A number of polymers are capable of being crosslinked in the presence of a catalyst. A significant improvement in physical and chemical properties of such polymers occurs when such polymers are subjected to a crosslinking process. However, crosslinked polymers become highly viscous as a result of their increased molecular weight, which occurs due to the crosslinking process. As a result, crosslinked polymers are typically incapable of being molded into desired shapes or are incapable of being readily applied over substrate surfaces as a layer.
Thus, a catalyst is stored separately from a polymer or a polymeric component of a coating composition, which contains the polymer. Just before use the catalyst is mixed with the polymeric component to form a pot mix which can then be readily applied as a layer by conventional means, such as by brushing or spraying, over the surfaces of substrates or can be readily shaped into an article by conventional means, such as molding. The polymers in the layer then crosslink in the presence of the catalyst to form a coating on the surface having improved physical and chemical properties, such as durability, water and solvent resistance, mar resistance, block resistance compared to the uncrosslinked polymer.
Several types of catalysts are known to crosslink a polymer. For example, it is conventional to use a heavy metal catalyst, such as a tin compound, for crosslinking polymers having oxidatively crosslinkable functionalities. However, these metal catalysts tend to have a low catalytic activity. As a result, a significantly higher quantity of such catalysts, generally in amounts exceeding 5000 parts per million (ppm) or in excess of 0.5 weight percent based on the total polymer solids weight, have to be added to the polymer for achieving a desired degree of crosslinking of the polymer. Moreover, these metal catalysts have adverse impact on the environment because they are hazardous to human, animal and plant habitat. Furthermore, these heavy metal catalysts cannot be readily degraded into harmless compounds. Thus, articles made from polymers containing these heavy metal catalysts or articles coated with coating compositions containing these heavy metal catalysts cannot be safely disposed of in typical land fills or other disposal sites, unless such catalysts are removed or rendered harmless before disposal.
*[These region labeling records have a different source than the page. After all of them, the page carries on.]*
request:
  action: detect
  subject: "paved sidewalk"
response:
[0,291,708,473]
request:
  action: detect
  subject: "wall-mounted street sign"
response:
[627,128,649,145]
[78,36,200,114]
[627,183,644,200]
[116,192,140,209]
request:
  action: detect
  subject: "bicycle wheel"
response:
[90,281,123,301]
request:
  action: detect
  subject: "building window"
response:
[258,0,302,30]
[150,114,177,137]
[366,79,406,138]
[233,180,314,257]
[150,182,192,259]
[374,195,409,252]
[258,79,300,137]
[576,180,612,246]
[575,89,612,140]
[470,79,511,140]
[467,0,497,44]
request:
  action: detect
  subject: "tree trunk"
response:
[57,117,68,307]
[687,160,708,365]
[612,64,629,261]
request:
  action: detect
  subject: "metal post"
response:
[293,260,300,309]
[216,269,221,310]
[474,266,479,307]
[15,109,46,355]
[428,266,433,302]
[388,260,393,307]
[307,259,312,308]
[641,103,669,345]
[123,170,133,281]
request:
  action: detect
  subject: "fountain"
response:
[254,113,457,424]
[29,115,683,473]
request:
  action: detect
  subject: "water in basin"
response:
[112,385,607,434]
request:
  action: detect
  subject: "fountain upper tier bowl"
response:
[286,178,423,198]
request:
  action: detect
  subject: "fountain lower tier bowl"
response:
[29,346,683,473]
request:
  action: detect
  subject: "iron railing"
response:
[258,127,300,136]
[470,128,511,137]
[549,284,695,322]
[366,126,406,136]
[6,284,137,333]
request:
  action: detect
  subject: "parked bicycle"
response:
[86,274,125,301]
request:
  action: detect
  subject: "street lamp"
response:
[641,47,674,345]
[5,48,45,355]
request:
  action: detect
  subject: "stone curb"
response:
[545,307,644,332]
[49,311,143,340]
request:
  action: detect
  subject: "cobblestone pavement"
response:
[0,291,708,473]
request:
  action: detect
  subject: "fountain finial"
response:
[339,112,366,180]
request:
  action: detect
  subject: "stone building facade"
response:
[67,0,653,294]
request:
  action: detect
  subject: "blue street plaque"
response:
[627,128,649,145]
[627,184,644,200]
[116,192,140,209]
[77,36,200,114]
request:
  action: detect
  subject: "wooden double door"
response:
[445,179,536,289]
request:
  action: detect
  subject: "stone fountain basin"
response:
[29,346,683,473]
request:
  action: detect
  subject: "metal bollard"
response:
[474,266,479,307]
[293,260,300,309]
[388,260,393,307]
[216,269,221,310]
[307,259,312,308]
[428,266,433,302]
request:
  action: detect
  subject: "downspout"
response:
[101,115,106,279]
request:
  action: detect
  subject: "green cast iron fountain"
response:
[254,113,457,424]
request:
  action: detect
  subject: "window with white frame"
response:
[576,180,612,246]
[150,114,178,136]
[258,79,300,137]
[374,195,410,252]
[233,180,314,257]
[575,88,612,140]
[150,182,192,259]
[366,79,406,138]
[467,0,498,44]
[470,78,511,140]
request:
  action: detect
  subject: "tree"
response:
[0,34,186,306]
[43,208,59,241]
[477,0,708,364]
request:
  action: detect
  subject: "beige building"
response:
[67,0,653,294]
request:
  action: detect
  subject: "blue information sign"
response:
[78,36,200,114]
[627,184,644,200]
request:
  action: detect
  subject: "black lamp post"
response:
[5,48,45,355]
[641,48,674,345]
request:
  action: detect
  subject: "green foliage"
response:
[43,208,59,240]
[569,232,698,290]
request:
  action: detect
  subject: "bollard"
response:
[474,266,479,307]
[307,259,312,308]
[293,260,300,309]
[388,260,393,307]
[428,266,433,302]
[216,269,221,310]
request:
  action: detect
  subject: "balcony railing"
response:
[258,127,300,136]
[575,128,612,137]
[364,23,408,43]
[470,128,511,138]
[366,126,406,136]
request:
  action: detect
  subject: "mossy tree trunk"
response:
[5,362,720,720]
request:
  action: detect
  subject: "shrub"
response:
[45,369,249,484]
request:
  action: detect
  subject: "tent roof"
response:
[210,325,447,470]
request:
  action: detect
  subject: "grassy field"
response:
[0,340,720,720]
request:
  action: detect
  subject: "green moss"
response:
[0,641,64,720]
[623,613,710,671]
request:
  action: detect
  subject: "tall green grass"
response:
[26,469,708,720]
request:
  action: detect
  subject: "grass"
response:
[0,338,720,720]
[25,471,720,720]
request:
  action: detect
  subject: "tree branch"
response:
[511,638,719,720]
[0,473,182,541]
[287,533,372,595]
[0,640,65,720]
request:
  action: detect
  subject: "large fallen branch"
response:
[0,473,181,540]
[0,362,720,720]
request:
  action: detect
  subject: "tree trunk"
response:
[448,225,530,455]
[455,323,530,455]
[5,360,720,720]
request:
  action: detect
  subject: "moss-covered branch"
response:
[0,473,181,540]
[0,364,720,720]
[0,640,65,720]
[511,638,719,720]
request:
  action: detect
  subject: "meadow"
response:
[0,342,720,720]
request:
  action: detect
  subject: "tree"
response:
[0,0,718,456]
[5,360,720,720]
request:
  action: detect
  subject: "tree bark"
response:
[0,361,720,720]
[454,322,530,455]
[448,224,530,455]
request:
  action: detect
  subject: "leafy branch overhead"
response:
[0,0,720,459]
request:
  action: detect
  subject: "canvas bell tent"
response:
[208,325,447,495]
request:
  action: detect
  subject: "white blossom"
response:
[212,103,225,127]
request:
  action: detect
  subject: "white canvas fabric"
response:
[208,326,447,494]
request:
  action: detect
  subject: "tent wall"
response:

The present invention solves this problem by providing for an oxidative catalyst that has no substantially adverse impact on the environment and it readily undergoes biodegradation upon disposal. As a result, the catalyst of the present invention can be safely disposed of in conventional landfills or disposal sites without any significant impact on the environment. Furthermore, as the catalyst of the present invention is catalytically more active than conventional heavy metal catalysts, smaller amounts of the catalyst of the present invention are needed to achieve the same degree of crosslinking that is accomplished by utilizing higher amounts of conventional heavy metal catalysts.